Let's say instead that if Ted draws a white ball, takes up
and tosses a biased coin, which he then tosses as if it were a fair coin. Say further, that we don’t know what the bias
is on the coin. The results change
significantly:
Coin tossed
(Pr=0.5) |
Random biased coin
tossed (Pr=0.5)
|
|
Head
(Pr=0.5) |
Not Head
(Pr=0.5) |
Probability of result
unknown
(Pr=1.0) |
Head
(Pr=0.25) |
Not Head (Pr=0.25)
|
Probability of result
unknown
(Pr=0.5) |
This is where "assuredness" comes into its
own. The probability of a head resulting
is no longer Pr=0.25, but rather Pr=0.25+0.5xPr(Head|Biased Coin) - and we
don't know what Pr(Head|Biased Coin) is.
This means we only know the interval in which the probability of a head
lies: [0.25,0.75]. There is, therefore,
a lower bound on the probability of a head, namely 0.25 and it is this that I
want to associate with "assuredness".
We can be 25% assured that the coin tossed will show a
head. We can be 25% assured that the coin
tossed will not show a head. The remaining
50% is an ignorance interval - we simply don't know what the associated
probability is.
For Craig's purpose, I suggest that this lower bound, this assuredness,
is all that he can use to support his argument because it is not reasonable to
base his argument (even if in part) on ignorance. If he can only state that his premises are
more probable (or plausible) than not, then he is saying little more than each premise
has Pr(true)=0.51. This means in turn
that his assuredness in a simple syllogism is 26.01%.
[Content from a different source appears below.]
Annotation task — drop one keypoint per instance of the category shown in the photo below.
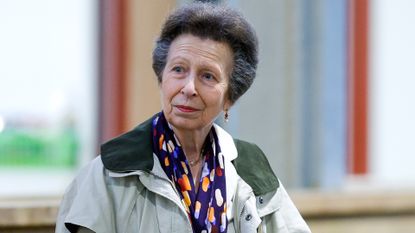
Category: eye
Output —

It is certainly true that, if he were able to raise the "plausibility"
of his premises such that Pr(true)>0.71414, then his assuredness would rise
to 51%. But he would have to provide good
argumentation for that increased "plausibility". I do note that he makes the claim that the
probability of some of his premises approach unity. I note the claim, but I note also that it's a
bald claim with little to back it up other than Craig's confidence that he is
right.
---
Anyway, as mentioned, Craig has now accepted the error of
his ways. Although, he probably
hasn't. Now he just claims that the
conjunction of his premises has a probability of at least 51%. (It's unclear how much ignorance is supposed
to contribute to this figure.)
There's a problem with this approach though. Isn't one of the most important, in fact the only,
relevant conjunction of premises in a syllogism a little something that we like
to call the conclusion? This is the happy
conjunction when both (or all) the premises are true. (There might be lesser conjunctions, but
those would likely be subsets of the conclusion anyway.)
It seems to me here that the first thing Craig has done
after doing his about face is to fall on it.